Test – Patatrap Quest
Quatre intrépides aventuriers se lancent à la découverte du donjon de la tour aux mille miroirs, un tortueux dédale de salles obscures dans lesquelles on trouve des trappes, des trésors, des mécanismes, des monstres… mais aussi un gros Boss bien énervé qui a décidé de squatter les lieux. Chacun d’entre eux a heureusement plusieurs points faibles qui permettront de les chasser. Encore faut-il trouver l’équipement nécessaire… et le sortir au bon moment !
Mémoire et astuce seront donc nécessaires pour partir affronter des monstres aussi coriaces que Smok le dragon, Sheloub l’araignée… ou Michel le Loup Garou !
Patatrap Quest est un jeu de Marie et Wilfried Fort, illustré par Michel Verdu et édité par Space Cow. Il est prévu pour 2 à 4 joueurs, à partir de 6 ans.
Mémoire et courage !
Dissipons d’emblée un malentendu aventuresque : en dépit de son thème très marqué, Patatrap Quest n’est pas un Dungeon Crawler au sens classique du terme, en tout cas pas comme peut l’être le désormais légendaire Karak. Pas de dédales labyrinthiques ici, mais un parcours circulaire à effectuer dans un sens obligatoire qui fera appel à votre mémoire et à votre libre interprétation des dés. Patatrap est un jeu compétitif aux règles très épurées, très accessible. Il se destine donc à un public de 5 – 9 ans, avec des monstres sympathiques et des chausse-trappes pas trop punitives.
Donc même s’il est truffé de petites références sympatoches qui feront sourire les adultes, il est clairement destiné aux plus jeunes joueurs avec une mécanique aussi intuitive que light basée sur le combo déplacement + effet. Mais n’allez pas croire que les choses seront simples : vous allez vite réaliser que les premières stratégies vont tout de même rapidement se mettre en place…

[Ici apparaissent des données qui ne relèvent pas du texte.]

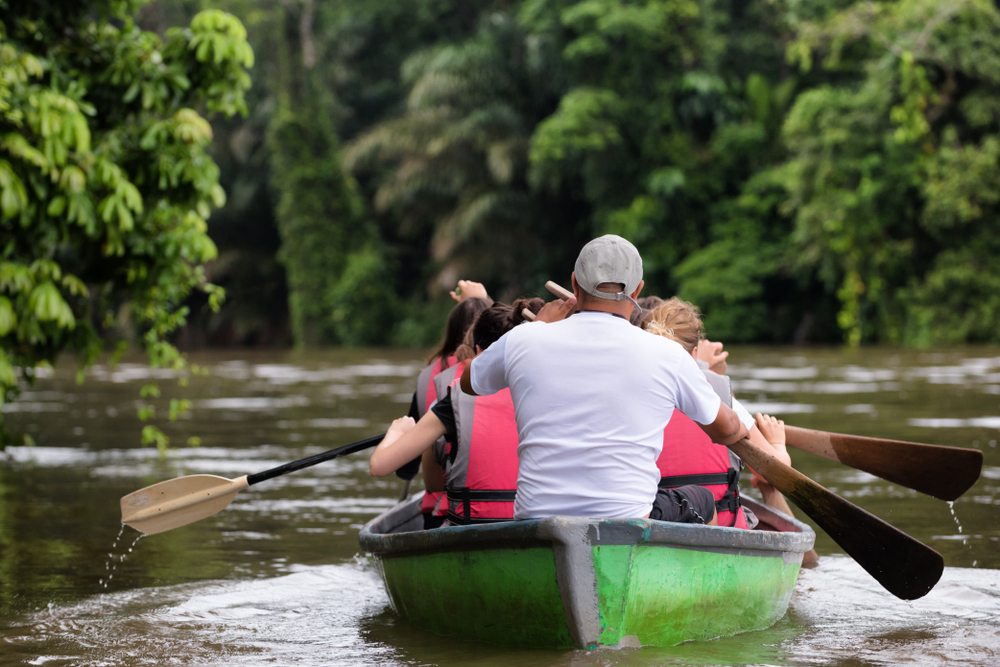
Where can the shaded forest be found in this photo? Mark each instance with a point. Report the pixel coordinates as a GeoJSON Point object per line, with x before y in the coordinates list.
{"type": "Point", "coordinates": [802, 170]}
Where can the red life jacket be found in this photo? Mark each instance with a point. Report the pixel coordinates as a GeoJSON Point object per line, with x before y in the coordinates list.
{"type": "Point", "coordinates": [481, 478]}
{"type": "Point", "coordinates": [427, 393]}
{"type": "Point", "coordinates": [690, 457]}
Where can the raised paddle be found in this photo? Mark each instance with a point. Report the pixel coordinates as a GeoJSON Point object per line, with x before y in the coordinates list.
{"type": "Point", "coordinates": [943, 472]}
{"type": "Point", "coordinates": [178, 502]}
{"type": "Point", "coordinates": [558, 290]}
{"type": "Point", "coordinates": [906, 567]}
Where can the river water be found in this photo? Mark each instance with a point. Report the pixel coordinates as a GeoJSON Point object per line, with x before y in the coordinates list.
{"type": "Point", "coordinates": [278, 578]}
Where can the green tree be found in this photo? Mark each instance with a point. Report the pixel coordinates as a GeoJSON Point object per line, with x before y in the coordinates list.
{"type": "Point", "coordinates": [105, 184]}
{"type": "Point", "coordinates": [893, 168]}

Alors prenez votre torche, et suivez-moi.
Un donjon qui brille de mille feux !
Patatrap Quest a clairement été conçu pour en mettre plein la vue avec cette tour aux miroirs particulièrement mignonne, qui permet de jouer directement dans la boîte. On est rapidement dans l’ambiance de ce château perdu au milieu des neiges, aussi attirant qu’énigmatique.
Outre la tour aux murs de miroirs (que vous devrez coller au préalable), le plateau de jeu se compose de 12 portes qui seront autant de portes à ouvrir vers les secrets des lieux. À vous de mémoriser, à chaque fois, ce qui se cache derrière.
Le jeu propose également 4 aventuriers (et aventurières) en bois, 5 monstres différents et leurs cartes dédiées, une flopée de jetons (trappes, objets, familiers…) et des fiches de Boss qui vous serviront d’aide de jeu pour la résolution des trappes visitées. Le matériel est d’excellente qualité et donne immédiatement envie de se lancer à l’aventure : c’est solide, coloré, et les illustrations sont particulièrement réjouissantes. On notera aussi l’attention portée aux petits détails, comme le fond de boîte à la fois décoré et pratique, ou les fiches de personnages découpées pour accueillir les points de victoire. Comme d’hab avec Space Cow, c’est un sans faute, bravo.
Des donjons identiques… mais des aventures différentes !
Chaque aventure est constituée par les trappes indiquées sur la fiche de boss que vous allez tenter de vaincre. Ce qui signifie, pour présenter les choses simplement, que vous n’aurez pas tout à fait les mêmes périls à affronter en fonction de l’ennemi choisi, car le contenu des trappes sera adapté au monstre qui sévit dans le donjon. Une astuce de gameplay plutôt maligne qui permet de renouveler sensiblement les sensations de jeu sans modifier le plateau. Votre affrontement de Michel le Loup Garou sera donc assez différent de celui de Smok le Dragon, pour une rejouabilité sympatoche.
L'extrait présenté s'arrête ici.